Vision Assist System based on Deep Learning Using Object Detection and Text Recognition with Voice Alert

Authors: P. Dinesh Kumar, D. Sathiya

DOI Link: https://doi.org/10.22214/ijraset.2025.73345

Abstract

For blind people, recognizing a product in their daily routine is critical, so we proposed a method to identify products in their daily routine using a camera. A mobility method is employed to spot item of worry from the photo by advising person about recognized objects in order to separate an object from unnecessary background. The current project\'s goal is to model an object detector for visually impaired people and other commercial purposes by recognizing objects at a specific distance. Old techniques for object recognition required a large amount of training data, which takes more time and is quite complicated. Detection is employed in a variety of situations. Traditional methods of object detection rely on a large number of datasets, and training these datasets takes a long time. Training tiny or unnoticed objects is a more difficult task. People\'s minds and visual systems detect objects more accurately and quickly in real time, and they have conscious thoughts when detecting obstacles. Because of the abundance of data available, in addition to more advanced technologies and better working algorithms, classification and detection of multiple objects within the same frame has become simple and accurate. The project\'s main objective is to develop and implement a real-time object recognition system using a real-time camera. We can use Python as the front end to implement the system in real time. The experimental results show that the proposed system improves product identification accuracy.

Introduction

Globally, visual impairment is a growing concern, with around 285 million affected individuals—39 million completely blind and 217 million with low vision.

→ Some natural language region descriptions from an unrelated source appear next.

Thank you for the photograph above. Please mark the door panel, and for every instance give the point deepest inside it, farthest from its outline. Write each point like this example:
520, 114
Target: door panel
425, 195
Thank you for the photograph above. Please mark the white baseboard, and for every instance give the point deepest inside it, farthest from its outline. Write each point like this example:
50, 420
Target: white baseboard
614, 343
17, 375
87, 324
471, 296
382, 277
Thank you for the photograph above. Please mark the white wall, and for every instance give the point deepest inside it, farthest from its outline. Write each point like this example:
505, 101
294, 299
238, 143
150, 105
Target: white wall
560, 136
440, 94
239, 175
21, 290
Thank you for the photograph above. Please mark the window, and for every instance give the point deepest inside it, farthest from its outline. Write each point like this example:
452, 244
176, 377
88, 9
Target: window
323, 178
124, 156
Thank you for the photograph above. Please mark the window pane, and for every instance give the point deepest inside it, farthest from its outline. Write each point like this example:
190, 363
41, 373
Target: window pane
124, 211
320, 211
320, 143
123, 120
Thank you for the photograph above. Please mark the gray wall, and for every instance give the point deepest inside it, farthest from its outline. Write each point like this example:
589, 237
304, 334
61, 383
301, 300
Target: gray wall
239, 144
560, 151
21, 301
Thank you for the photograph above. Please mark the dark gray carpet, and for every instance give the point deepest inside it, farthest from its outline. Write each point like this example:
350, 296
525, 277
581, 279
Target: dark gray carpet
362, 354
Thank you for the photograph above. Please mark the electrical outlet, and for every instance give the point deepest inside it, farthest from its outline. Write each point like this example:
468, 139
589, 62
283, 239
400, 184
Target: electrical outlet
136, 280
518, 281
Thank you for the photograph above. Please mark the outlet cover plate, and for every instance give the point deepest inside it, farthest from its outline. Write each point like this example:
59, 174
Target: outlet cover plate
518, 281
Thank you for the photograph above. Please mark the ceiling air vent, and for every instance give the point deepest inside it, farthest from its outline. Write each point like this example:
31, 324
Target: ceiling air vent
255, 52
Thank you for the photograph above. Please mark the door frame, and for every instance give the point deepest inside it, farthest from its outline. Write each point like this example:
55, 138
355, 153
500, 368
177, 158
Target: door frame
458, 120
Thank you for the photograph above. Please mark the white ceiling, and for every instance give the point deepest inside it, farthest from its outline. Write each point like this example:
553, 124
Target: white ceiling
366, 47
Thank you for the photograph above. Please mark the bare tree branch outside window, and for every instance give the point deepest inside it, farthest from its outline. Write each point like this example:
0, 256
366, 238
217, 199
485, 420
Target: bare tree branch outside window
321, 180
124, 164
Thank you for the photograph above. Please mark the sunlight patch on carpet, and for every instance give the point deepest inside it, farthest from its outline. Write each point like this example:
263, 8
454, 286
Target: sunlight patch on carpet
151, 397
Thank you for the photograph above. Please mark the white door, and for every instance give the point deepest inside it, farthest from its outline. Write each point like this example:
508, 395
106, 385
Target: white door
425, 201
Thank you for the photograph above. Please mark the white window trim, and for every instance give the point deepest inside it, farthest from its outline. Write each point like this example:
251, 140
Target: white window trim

Visually impaired people face significant challenges in mobility, navigation, recognizing objects, identifying currency, and performing daily tasks independently. Issues like similar-looking currency notes (e.g., 50 BDT and 200 BDT) and difficulties identifying staircases or washrooms contribute to their dependence on others.

To address these issues, the Blind Assistant System has been proposed. This system integrates deep learning, computer vision, speech synthesis, OCR, and Convolutional Neural Networks (CNNs) to empower visually impaired users by identifying objects, reading printed text aloud, navigating environments, and recognizing products and people in real-time. It aims to enhance safety, autonomy, and quality of life.

Related Works Overview:

Several researchers have contributed to the development of assistive technologies:

Fahad Ashiq et al. proposed a real-time object recognition system using MobileNet, offering audio feedback and live tracking via a web interface.
Wenguan Wang et al. conducted a comprehensive survey on salient object detection (SOD) using deep learning and evaluated robustness and generalization across datasets.
Mehul Mahrishi et al. explored video indexing using YOLOv4 and SSIM, focusing on educational content and keyword extraction.
Usman Masud et al. developed a portable obstacle detection system with Raspberry Pi and ultrasonic sensors, achieving about 91% accuracy.
Junhyung Kang et al. reviewed object detection in aerial/satellite imagery, emphasizing real-world applications such as disaster monitoring.
Supriya V. Mahadevkar et al. reviewed various machine learning styles in computer vision, highlighting their applicability and challenges.
Xufei Wang et al. improved bounding box localization in YOLOv4 through a new loss function (LICIoU), enhancing object detection accuracy.
Sadia Zafar et al. analyzed existing assistive devices for visually impaired people, concluding that no single device offers all necessary features and encouraging the development of a more holistic solution.
Kalyani Kadam et al. proposed a Mask R-CNN with MobileNet V1 model for detecting image splicing forgeries, offering better performance than traditional ResNet variants.
Wenfeng Zheng et al. focused on enhancing image segmentation and visual reasoning using semantic representation and improved U-Net architecture.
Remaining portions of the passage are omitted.